INFO 2018-02-04 12:58:10 -0600 master-replica-0 Starting evaluation at 2018-02-04-18:58:10

ERROR 2018-02-04 12:58:10 -0600 master-replica-0 Couldn't match files for checkpoint gs://obj-detection/train/model.ckpt-0

INFO 2018-02-04 12:58:10 -0600 master-replica-0 No model found in gs://obj-detection/train. Will try again in 300 seconds

...

While the training log is working as below:

... at somewhere around 14 hours running

INFO 2018-02-04 05:09:05 -0600 worker-replica-3 global step 185874: loss = 0.7012 (0.764 sec/step)

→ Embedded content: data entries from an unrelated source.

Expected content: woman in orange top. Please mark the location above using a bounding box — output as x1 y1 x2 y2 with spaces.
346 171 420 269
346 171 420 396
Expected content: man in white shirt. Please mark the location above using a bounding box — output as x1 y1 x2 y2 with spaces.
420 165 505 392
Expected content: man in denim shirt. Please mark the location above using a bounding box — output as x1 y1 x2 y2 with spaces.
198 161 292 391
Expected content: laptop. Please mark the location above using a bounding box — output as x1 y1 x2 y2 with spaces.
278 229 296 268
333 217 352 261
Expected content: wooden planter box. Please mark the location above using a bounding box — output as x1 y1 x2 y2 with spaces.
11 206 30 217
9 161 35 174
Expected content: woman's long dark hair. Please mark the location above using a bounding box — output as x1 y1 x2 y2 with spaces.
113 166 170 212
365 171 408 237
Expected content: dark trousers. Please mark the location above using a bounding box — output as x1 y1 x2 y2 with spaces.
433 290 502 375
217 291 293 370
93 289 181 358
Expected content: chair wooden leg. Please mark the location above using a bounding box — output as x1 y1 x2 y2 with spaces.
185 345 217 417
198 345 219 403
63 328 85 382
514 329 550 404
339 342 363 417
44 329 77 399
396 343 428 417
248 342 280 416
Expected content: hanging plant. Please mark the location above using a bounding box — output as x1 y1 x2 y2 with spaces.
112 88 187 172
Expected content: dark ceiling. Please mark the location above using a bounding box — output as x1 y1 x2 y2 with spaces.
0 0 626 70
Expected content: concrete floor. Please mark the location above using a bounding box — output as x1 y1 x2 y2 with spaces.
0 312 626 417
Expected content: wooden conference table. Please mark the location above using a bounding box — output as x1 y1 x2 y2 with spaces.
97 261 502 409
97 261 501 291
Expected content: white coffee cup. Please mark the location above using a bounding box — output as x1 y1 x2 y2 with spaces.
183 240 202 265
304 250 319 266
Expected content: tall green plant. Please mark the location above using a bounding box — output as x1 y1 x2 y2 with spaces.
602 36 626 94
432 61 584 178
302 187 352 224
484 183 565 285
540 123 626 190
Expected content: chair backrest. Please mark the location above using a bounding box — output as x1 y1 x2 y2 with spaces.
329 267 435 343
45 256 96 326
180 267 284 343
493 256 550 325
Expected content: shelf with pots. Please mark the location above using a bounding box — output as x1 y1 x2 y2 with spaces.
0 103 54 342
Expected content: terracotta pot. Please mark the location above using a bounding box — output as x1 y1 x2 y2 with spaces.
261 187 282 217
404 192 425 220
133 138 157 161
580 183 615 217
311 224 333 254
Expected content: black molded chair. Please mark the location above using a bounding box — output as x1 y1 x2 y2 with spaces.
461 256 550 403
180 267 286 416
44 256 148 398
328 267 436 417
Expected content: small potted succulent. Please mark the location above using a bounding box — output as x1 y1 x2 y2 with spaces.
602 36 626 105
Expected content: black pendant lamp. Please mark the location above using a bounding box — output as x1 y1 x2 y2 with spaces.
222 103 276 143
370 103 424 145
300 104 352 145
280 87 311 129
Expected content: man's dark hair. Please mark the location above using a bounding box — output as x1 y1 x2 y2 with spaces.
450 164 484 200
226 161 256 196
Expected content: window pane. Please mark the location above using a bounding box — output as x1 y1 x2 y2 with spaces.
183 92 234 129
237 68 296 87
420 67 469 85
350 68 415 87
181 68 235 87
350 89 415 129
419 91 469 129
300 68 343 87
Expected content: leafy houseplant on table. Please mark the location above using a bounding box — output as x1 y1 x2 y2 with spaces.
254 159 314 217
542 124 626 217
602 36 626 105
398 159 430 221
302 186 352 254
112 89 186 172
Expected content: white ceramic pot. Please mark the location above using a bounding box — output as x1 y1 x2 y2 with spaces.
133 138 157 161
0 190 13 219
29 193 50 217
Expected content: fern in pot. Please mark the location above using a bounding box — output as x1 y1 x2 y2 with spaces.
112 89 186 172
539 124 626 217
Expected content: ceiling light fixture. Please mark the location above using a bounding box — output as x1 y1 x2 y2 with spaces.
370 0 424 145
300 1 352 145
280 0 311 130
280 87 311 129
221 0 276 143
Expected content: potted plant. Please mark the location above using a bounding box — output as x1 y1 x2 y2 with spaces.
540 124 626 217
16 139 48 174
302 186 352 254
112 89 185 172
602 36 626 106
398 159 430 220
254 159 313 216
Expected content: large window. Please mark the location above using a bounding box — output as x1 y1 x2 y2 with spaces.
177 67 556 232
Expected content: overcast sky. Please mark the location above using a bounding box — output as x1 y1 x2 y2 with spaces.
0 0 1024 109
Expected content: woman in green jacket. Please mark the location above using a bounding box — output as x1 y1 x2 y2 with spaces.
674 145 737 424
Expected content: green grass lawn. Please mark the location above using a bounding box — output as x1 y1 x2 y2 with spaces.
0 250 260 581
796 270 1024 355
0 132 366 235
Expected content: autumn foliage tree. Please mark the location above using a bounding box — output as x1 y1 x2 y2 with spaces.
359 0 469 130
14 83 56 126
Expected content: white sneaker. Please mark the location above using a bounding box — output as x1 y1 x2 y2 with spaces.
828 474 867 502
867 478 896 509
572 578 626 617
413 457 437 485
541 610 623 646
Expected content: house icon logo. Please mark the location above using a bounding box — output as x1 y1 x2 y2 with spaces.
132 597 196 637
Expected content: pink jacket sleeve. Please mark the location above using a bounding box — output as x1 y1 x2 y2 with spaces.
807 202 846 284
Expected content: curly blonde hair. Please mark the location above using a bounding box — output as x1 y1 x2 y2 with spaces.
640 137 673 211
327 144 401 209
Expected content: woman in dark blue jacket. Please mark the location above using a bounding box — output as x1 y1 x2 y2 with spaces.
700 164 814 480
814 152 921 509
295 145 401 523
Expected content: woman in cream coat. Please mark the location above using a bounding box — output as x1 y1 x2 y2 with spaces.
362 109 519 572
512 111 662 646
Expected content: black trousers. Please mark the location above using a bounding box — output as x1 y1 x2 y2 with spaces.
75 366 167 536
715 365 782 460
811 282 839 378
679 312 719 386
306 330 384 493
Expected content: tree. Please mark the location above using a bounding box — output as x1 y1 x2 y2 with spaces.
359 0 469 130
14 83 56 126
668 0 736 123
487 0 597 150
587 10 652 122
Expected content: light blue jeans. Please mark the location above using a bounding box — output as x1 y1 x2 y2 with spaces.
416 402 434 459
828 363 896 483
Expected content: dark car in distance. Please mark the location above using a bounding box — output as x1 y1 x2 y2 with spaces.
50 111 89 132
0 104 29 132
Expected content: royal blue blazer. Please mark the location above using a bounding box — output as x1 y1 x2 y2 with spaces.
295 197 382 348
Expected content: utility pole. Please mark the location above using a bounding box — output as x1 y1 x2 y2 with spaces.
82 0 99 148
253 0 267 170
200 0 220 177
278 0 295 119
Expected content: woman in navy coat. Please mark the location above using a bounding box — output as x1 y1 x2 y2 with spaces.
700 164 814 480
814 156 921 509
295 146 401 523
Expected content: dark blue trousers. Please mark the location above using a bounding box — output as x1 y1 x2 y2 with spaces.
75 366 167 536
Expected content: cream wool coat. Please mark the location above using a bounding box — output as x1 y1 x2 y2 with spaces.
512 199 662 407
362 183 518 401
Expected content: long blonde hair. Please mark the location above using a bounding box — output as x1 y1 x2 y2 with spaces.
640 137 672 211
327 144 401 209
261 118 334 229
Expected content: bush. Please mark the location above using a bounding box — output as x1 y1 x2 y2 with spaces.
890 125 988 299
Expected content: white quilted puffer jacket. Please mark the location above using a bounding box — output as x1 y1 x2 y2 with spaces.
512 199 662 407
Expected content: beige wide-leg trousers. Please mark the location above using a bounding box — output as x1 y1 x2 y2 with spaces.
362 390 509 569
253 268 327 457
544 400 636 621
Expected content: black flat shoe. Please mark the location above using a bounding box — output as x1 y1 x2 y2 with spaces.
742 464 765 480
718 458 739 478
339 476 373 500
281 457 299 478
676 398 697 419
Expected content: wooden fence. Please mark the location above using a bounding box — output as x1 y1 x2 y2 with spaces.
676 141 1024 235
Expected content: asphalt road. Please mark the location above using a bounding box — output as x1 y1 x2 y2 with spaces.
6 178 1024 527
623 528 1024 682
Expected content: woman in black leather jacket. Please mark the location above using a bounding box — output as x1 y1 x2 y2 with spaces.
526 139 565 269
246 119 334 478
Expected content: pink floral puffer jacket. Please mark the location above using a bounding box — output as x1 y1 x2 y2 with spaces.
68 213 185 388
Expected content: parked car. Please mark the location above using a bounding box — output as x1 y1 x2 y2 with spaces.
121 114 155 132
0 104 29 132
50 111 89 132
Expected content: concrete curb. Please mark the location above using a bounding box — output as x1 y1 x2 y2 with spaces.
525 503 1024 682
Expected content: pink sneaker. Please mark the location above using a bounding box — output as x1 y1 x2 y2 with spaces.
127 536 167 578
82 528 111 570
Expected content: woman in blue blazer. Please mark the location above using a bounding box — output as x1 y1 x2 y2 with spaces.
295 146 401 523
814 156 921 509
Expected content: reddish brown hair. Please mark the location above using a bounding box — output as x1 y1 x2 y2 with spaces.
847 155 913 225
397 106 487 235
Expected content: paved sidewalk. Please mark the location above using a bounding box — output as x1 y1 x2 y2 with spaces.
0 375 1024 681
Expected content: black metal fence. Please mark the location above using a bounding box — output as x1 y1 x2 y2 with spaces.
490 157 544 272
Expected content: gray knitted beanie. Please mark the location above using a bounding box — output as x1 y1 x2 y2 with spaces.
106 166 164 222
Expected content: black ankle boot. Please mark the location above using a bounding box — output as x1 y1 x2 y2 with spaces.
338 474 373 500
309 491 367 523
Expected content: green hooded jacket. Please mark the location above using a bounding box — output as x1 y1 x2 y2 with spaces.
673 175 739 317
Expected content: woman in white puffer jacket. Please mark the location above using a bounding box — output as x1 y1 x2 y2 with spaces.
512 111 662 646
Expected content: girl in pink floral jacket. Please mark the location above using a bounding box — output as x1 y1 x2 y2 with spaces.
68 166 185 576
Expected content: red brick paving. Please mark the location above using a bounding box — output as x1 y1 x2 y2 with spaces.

INFO 2018-02-04 05:09:05 -0600 worker-replica-4 global step 185873: loss = 0.7749 (0.797 sec/step)

INFO 2018-02-04 05:09:05 -0600 worker-replica-2 global step 185875: loss = 0.4939 (0.775 sec/step)

INFO 2018-02-04 05:09:05 -0600 master-replica-0 global step 185877: loss = 1.1430 (0.850 sec/step)

INFO 2018-02-04 05:09:05 -0600 worker-replica-1 global step 185878: loss = 0.8231 (0.777 sec/step)

INFO 2018-02-04 05:09:05 -0600 worker-replica-0 global step 185881: loss = 0.6470 (0.779 sec/step)

回答1:

A few things to check:

  1. Is the training code setup to actually export checkpoints? If you're using an Estimator, this generally works, assuming you're using the standard methods for running the Estimator (e.g., in TF >=1.4, Estimator.train_and_evaluate).
  2. Are you passing the correct output directory to the code that is saving checkpoints? For instance, could the training code be outputting the checkpoint to a local (temporary?) directory instead of GCS? Could it be saving the checkpoints to a different directory on GCS? A quick scan of the code + some well placed print/logging statements are useful here.
  3. How frequently does the training code export checkpoints? e.g., if it saves only 10 minutes, then you would expect about 1-2 "no model found" messages for every successful evaluation.